IL COMMENTO

Salario minimo, una battaglia senza steccati

Mario Turco

Il vicepresidente dei Cinque Stelle Turco: «Occorre fissare i paletti per una giustizia sociale»

La nostra economia sta attraversando una fase drammatica, forse come mai dalla fine della seconda guerra mondiale. Occorre arginare il caro bollette, il caro carburante, il caro dei prodotti di largo consumo e aiutare i lavoratori precari e a basso reddito a recuperare potere d’acquisto per riuscire a farli arrivare con serenità a fine mese senza dover scegliere se comprare da mangiare oppure pagare le bollette. Il MoVimento 5 Stelle dal 2013 porta avanti una battaglia per l’introduzione di una legge sul salario minimo legale e in passato ha già depositato due disegni di legge al Senato per introdurlo. Il salario minimo del M5S è differente dalla proposta del Pd che mantiene inalterata la condizione economica dei salari in essere. Per il M5S il salario minimo è uno strumento utile per contrastare la povertà attraverso la garanzia di una retribuzione dignitosa proporzionata al lavoro svolto.

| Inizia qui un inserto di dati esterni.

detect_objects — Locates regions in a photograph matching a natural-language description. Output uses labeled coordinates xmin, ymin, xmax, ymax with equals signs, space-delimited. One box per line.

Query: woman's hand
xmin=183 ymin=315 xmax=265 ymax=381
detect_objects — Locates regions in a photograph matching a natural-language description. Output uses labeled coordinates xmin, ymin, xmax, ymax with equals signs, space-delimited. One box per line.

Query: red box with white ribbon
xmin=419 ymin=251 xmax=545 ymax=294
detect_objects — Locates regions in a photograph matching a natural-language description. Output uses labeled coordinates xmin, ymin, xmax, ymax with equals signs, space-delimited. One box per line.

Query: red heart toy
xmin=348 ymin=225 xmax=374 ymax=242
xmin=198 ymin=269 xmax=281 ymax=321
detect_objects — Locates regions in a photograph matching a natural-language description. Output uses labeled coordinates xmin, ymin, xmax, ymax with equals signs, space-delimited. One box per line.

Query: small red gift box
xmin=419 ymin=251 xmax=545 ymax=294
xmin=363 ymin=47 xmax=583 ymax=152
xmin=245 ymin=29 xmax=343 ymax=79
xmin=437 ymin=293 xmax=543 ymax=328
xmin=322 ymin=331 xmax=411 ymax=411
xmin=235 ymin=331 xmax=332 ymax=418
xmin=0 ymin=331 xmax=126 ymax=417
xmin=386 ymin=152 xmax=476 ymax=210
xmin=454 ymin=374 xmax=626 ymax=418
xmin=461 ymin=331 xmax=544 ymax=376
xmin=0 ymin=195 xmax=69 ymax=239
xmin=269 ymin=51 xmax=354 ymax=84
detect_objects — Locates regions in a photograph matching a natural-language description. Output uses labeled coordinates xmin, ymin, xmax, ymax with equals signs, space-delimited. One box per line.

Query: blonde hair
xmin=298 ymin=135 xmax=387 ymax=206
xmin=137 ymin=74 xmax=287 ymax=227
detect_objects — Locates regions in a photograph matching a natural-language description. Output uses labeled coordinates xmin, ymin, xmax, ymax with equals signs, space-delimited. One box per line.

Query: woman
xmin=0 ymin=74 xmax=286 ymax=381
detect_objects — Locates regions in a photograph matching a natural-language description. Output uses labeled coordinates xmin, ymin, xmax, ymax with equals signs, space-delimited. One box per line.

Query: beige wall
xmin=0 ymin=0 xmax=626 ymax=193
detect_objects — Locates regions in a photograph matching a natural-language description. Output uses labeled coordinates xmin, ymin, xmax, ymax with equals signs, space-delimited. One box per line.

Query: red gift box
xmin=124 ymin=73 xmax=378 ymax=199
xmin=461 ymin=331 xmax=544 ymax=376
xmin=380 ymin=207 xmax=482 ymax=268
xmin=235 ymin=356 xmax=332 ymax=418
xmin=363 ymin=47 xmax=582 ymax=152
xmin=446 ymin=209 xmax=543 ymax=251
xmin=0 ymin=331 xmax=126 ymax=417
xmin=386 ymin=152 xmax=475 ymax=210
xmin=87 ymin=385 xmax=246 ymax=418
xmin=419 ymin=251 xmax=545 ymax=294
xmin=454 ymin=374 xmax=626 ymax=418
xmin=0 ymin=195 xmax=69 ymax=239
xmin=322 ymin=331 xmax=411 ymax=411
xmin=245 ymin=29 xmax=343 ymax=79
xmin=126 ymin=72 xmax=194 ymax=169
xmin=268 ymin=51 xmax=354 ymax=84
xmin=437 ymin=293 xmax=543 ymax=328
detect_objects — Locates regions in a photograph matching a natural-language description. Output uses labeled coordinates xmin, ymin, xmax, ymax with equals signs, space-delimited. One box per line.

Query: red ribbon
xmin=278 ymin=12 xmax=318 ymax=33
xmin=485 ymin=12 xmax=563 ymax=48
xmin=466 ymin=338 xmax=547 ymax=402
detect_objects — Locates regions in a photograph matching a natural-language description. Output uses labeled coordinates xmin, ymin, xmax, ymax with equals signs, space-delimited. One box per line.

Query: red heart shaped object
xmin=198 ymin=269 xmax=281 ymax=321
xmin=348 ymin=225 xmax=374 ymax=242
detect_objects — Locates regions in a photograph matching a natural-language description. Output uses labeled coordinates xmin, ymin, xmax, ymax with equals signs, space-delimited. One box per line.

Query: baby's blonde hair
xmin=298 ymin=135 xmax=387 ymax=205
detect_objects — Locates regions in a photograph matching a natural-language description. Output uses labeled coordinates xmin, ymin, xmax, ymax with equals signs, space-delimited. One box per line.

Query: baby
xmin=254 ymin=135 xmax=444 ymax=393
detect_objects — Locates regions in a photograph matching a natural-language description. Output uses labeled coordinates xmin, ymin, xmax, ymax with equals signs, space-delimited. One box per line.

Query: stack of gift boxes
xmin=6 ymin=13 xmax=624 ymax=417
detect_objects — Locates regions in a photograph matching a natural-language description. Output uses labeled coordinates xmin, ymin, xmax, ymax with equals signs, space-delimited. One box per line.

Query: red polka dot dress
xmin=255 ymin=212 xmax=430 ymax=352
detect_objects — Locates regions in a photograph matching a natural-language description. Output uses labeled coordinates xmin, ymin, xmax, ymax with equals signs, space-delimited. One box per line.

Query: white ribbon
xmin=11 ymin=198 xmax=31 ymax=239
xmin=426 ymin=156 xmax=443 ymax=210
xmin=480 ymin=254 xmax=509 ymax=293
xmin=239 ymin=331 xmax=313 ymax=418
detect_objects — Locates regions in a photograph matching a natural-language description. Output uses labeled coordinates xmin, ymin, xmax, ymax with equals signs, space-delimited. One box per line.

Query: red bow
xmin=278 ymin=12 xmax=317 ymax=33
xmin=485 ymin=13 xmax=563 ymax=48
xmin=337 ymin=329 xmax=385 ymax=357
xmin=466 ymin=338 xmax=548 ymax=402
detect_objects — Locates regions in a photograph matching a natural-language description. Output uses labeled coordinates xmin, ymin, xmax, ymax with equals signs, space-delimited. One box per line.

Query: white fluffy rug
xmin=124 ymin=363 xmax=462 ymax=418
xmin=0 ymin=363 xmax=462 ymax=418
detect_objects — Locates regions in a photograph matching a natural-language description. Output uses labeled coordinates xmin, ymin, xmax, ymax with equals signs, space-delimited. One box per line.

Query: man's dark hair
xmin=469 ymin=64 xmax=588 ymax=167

Il lavoratore ha diritto ad una giusta retribuzione, che consenta, come recita la Costituzione, un’esistenza libera e dignitosa per sè stessi e le proprie famiglie. Con il salario minimo intendiamo proteggere le categorie più a rischio di emarginazione e sfruttamento, prime fra tutte giovani e donne. Secondo un’indagine dell’Inapp, dedicata al reddito di cittadinanza, circa il 46% dei percettori della misura risultano occupati con impieghi tali da non consentire loro di emergere dal disagio sociale e da costringerli a ricorrere al Rdc per la sussistenza. In Italia, dato inquietante, le retribuzioni sono ferme da 30 anni e i giovani troppo spesso vengono assunti con contratti precari, persino anche di solo qualche giorno. Secondo le stime dell’Inps, nel nostro Paese 4,5 milioni di lavoratori guadagnano meno di 9 euro lordi all’ora; di questi, 2,5 milioni non arrivano a 8 euro. Sempre secondo l’istituto di previdenza, sotto i 9 euro si trova il 38% dei giovani, il 16% degli over 35, il 21% degli uomini e il 26% delle donne. L’Italia resta uno dei sei Stati membri dell’Unione europea a non avere una legge in tal senso e stando recenti dati dell’Ocse, è l’unico Paese in Europa che dal 1990 ha registrato un calo del 2,90% delle retribuzioni a parità di potere d’acquisto mentre, in Germania e Francia, i salari medi sono aumentati rispettivamente del 33,7% e del 31,1%.

L’obiettivo, quindi, da non perdere di vista assolutamente è uno e uno solo: contrastare i salari poveri. Come? Fissando una soglia minima retributiva per legge oltre la quale non scendere, rafforzando la contrattazione collettiva, abbattendo il dumping salariale e contrastando la concorrenza sleale. Il MoVimento 5 Stelle ha a cuore la dignità del lavoro ma senza stipendi adeguati non può esserci dignità né una migliore qualità della vita. Da un lato, la nostra proposta rafforza la contrattazione collettiva “sana”, ponendo un freno al fenomeno dei cosiddetti “contratti pirata” e, dall’altro, fissa una soglia “di dignità”, 9 euro lordi all’ora, sotto cui la retribuzione minima dei contratti collettivi nazionali non può scendere. Per non danneggiare le imprese, proponiamo parallelamente la riduzione del cuneo fiscale, in modo da mantenere inalterato il costo del lavoro.

In gioco c’è il futuro di milioni di lavoratrici e lavoratori ma anche di giovani: secondo il Censis, infatti, di questo passo 5,7 milioni di giovani precari, neet e working poor rischiano di avere nel 2050 pensioni sotto la soglia di povertà. Il salario minimo legale, rappresenta la risposta più concreta che possiamo dare ai lavoratori, l'ancora di salvezza per poter arrivare serenamente alla fine del mese.